Bagaimana dengan DJP? Penulis membayangkan suatu saat nanti akan ada aplikasi di smartphone yang terintegrasi dengan seluruh layanan pajak di masing-masing KPP. Setelah wajib pajak memasukkan identitas pajaknya untuk login, akan ada “petugas pajak virtual” yang bertugas sebagai helpdesk, atau sebagai account representative.
Nanti melalui aplikasi tersebut, wajib pajak bisa chat dengan “petugas pajak virtual” untuk meminta saran atau panduan dalam administrasi pajak. Bisa saja “petugas pajak virtual” tersebut hasil dari kecerdasan artifisial atau juga tetap representasi dari petugas pajak sesungguhnya, hanya saja interaksinya melalui saluran digital.
Penerapan kecerdasan artifisial yang lebih unik dapat dilihat di Tiongkok. Di Distrik Dianbai, Maoming, Propinsi Guangdong misalnya, otoritas pajak di sana telah memperkenalkan robot cerdas ‘face-to-face tax” yang pertama di Tiongkok. Bahkan, National Taxation Bureau Tiongkok telah menerapkan kecerdasan artifisial, yaitu Lingyun robot customer service yang dapat memberikan layanan konsultasi melalui telepon 24 jam setiap hari (Ding dalam Huang, 2018).
Model pelayanan tersebut di atas adalah model digitalisasi interaksi, di mana DJP juga telah memanfaatkan teknologi informasi untuk mempercepat layanan perpajakan yang minim interaksi. Live chat melalui website DJP dan beberapa nomor kontak whatsapp DJP pun sudah menggunakan kombinasi antara chat bot dan petugas pajak.

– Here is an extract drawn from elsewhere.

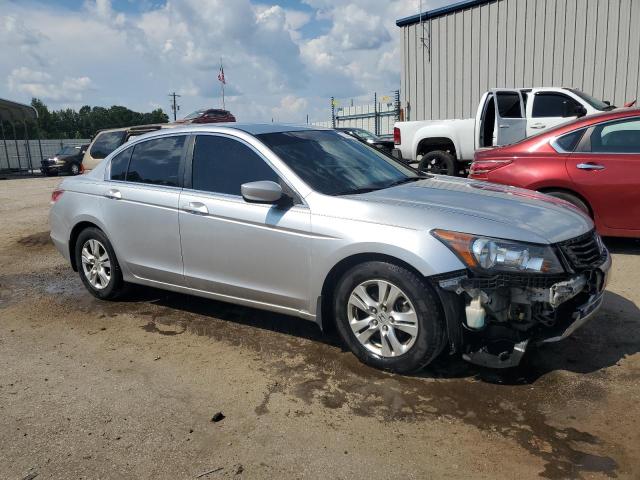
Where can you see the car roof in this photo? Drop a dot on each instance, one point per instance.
(582, 122)
(250, 128)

Sebut saja layanan konsultasi Kantor Wilayah DJP Jawa Barat I yang diberi label TASYA (Tanya SaYA). Ada 6 fitur utama TASYA, yaitu panduan pajak, persyaratan pajak, formulir pajak, tenggat pajak, tanya dan konsultasi, serta daftar kontak KPP se-Kanwil DJP Jawa Barat I (Bisnis Jabar, 27/03/2020).

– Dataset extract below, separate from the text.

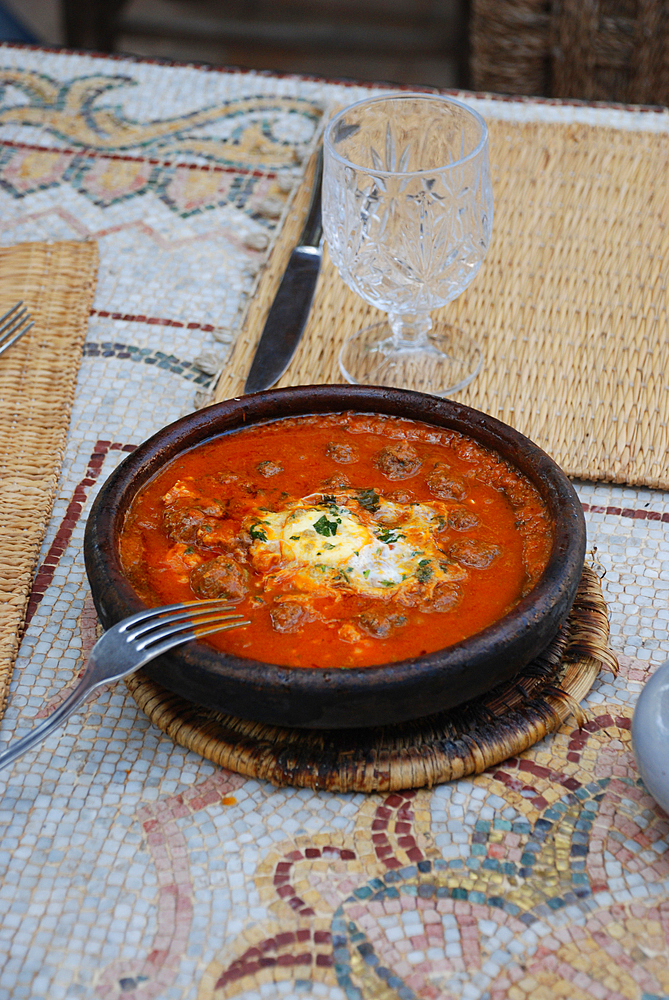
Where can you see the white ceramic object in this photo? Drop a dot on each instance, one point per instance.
(650, 735)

Lebih lanjut, DJP sendiri telah mencanangkan program Click, Call, and Counter (3C) sebagai bagian dari transformasi layanan digital. Yaitu, program pelayanan dengan konsep eskalasi di mana kebutuhan WP dapat dilayani secara digital termasuk untuk mengajukan permohonan (Click), kemudian jika belum terpenuhi kebutuhannya, wajib pajak dapat menelepon (Call) contact center, dan pada akhirnya wajib pajak dapat menemui petugas pajak di Counter.

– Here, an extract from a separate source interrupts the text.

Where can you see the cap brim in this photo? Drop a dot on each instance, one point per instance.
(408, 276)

React, Resolve and Reinvent
Menurut UN DESA, pandemi Covid-19 memaksa lembaga pemerintahan dan publik untuk beralih kepada teknologi digital untuk merespon terhadap krisis dalam jangka pendek (React), menyelesaikan masalah dalam jangka menengah (Resolve) dan memformulasi ulang sistem dan kebijakan dalam jangka panjang (Reinvent) (UN DESA, 2020).
Saat ini, DJP telah mempertontonkan kecepatan reaksi DJP dalam merespon pandemi Covid-19 dalam bentuk digitalisasi layanan pajak. Menurut penulis, belum pernah perubahan layanan digital pajak mengalami perubahan secepat ini sebelumnya, dan hal ini patut diapresiasi.
Untuk jangka menengah penulis berharap DJP dapat menyelesaikan masalah-masalah yang belum diselesaikan. Khususnya, terkait pelaksanaan ketentuan peraturan pajak yang belum dilaksanakan secara digital.
Kemudian, dalam jangka panjang, DJP diharapkan untuk memformulasi ulang sistem administrasi pajak secara digital dalam merespon kejadian kahar atau bencana alam dan nonalam. Mengingat, Indonesia menduduki peringkat ke 5 negara top 20 economies yang mengalami bencana alam terbanyak kurun waktu tahun 2000 sampai 2017 (UN, 2018).